There were definitely some trends that appeared. The gaps in purple and pink are due to the medium. Printing neon purples and pinks from the RGB color space used on screens just isn’t possible with CMYK color space.
I even took a cue from Stefanie Posevec’s Writing without Words project and plotted all the colors by drawing one continuous line—making a right turn after each color, drawing each segment with the color used and making its length based on how often it was used in a cover. The result was muddy but still interesting.
One continuous line of colors. Starting at the black circle and ending at the black square, a line is drawn for each color of a cover starting with the oldest issue and most used color. The length of each segment is based on how much it was used in a cover.
I also created a few collages of all the covers (at the time of this writing) organized by color with the use of ImageSorter and by time by organizing all the images in an HTML page.
Every issue organized by color similarity. Note: repeated images appear around the lower left of the middle because The cover of the first issue is republished each year on the date closest to The New Yorker’s anniversary.
Every issue organized by date (oldest at the top).
Gradual shifts in color palettes over the decades definitely stand out. Limited and muted palettes were used the 1920s—possibly due to printing limitations, darker greens were more common in the 1940s, lighter palettes were used in the 1970s and 1980s, louder contrasting palettes were popular in the 1990s and more well-rounded palettes started being used since the 2000s.
I really enjoyed looking around the collages of all the issues to explore all the different covers. This lead me to creating the interactive timelines in the final result which allows for exploring all the colors and covers by year or as one large timeline.
Building the visualizations
Many of my projects result in posters to sell but I wanted to make this project interactive because selling copyrighted work clearly isn’t an option, and I really wanted to have a fun way of exploring the colors used in each cover. I needed to assemble all the covers into one coherent interactive piece.
My skill level of coding is far from advanced so my lofty goals of using D3.js to create an elaborate visualization were unrealistic so I stuck to the basics—starting with some simple jQuery and HTML/CSS to explore basic proofs of concept.
I quickly countered the challenge of efficiently loading and displaying the large amount of color data. At 5 colors per issue, about 47 issues per year, and 92 years (as of writing), there were over 21,000 shapes I needed to generate and display. Plus, I wanted to keep updating the project as new issues came out and have the flexibility of making updates so I didn’t want to generate static images of the visualizations.
An early attempt with D3.js lead to a wall of colors similar to a hardware store’s paint chip wall. I liked this but seeing the color shifts over the years was difficult with all the extra space and text. It was too busy and in a way, too informative.
Each issue shown as a collection of “paint chips” with colors sorted by how often they’re used from top to bottom.
Similarly, a grid of circles made seeing changes even more difficult.
Issues shown as concentric circles sized based on color usage.
Treemaps seemed like an interesting approach but also seemed too busy.

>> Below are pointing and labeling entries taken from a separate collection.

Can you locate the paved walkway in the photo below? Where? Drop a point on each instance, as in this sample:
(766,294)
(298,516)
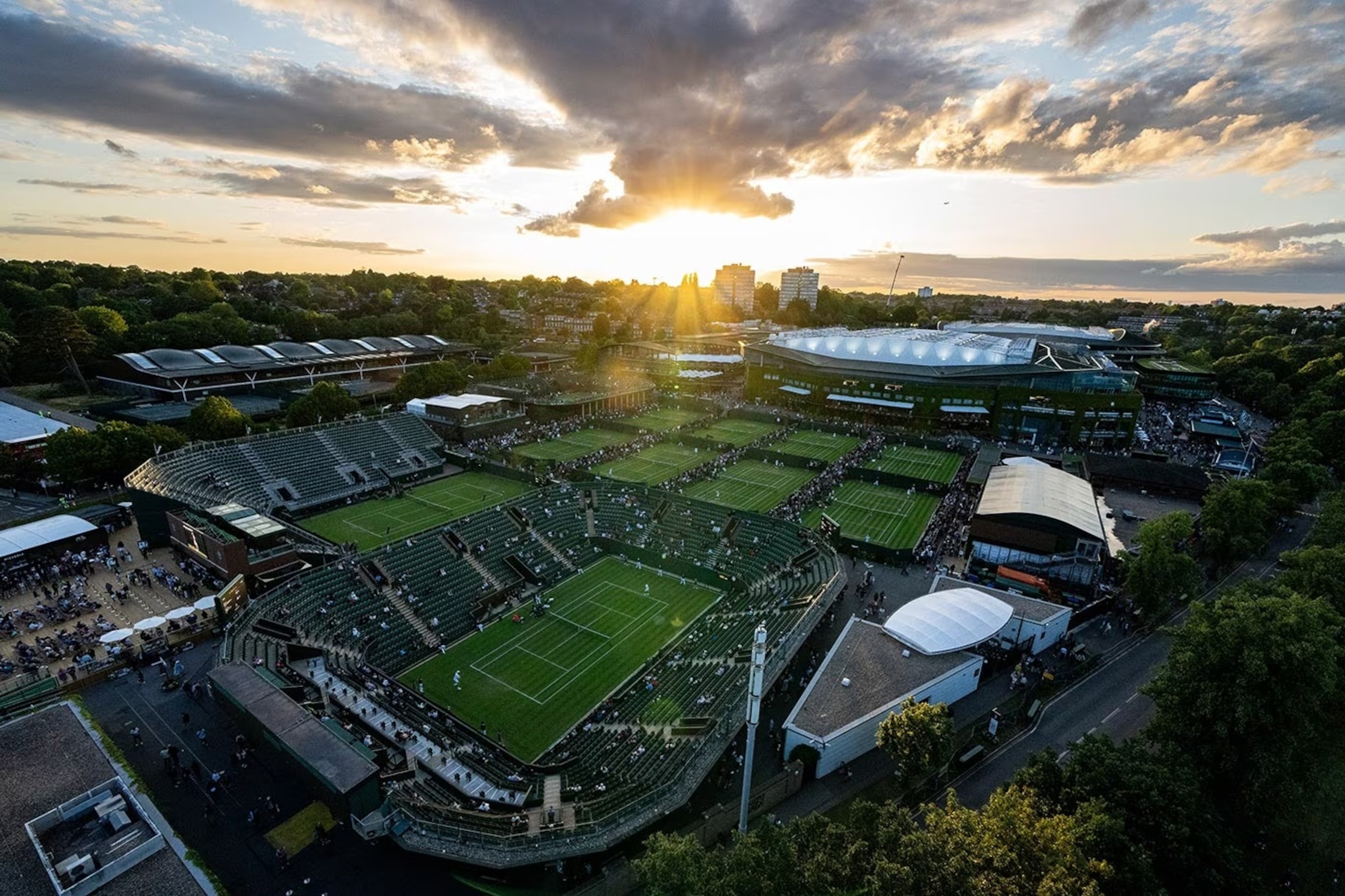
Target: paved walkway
(38,408)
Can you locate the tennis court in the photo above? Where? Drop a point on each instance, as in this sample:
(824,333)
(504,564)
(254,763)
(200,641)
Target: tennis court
(751,485)
(572,446)
(916,462)
(664,419)
(735,432)
(533,680)
(816,446)
(370,524)
(877,514)
(657,463)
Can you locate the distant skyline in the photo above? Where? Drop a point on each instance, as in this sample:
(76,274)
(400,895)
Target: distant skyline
(1172,151)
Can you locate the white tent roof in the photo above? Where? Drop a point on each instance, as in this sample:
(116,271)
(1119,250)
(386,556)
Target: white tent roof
(42,532)
(949,621)
(1042,492)
(918,348)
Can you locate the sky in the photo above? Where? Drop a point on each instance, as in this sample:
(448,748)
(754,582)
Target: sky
(1142,148)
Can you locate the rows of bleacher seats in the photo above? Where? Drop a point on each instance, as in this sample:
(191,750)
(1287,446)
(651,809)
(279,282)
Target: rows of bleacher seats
(295,469)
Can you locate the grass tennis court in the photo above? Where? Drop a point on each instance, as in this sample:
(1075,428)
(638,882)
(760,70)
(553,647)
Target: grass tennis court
(370,524)
(533,681)
(816,446)
(751,485)
(664,419)
(735,432)
(877,514)
(657,463)
(574,446)
(918,463)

Plus, I couldn’t find an efficient way of creating them without the use of D3 plugins that would severely slow down loading time.
A selection of issues shown as treemaps. Colors are sized based on how often they’re used in each cover.
Ultimately, I chose to keep the final result relatively simple—showing colors from every issue are organized by year and allowing the original cover to be viewed by hovering over each column. Additionally, I added links to The New Yorker archive for each issue to see the full size version and for reading the issue (subscription required).
Colors for each issue are organized by hue from top to bottom and each color is sized by how often it’s used in the cover.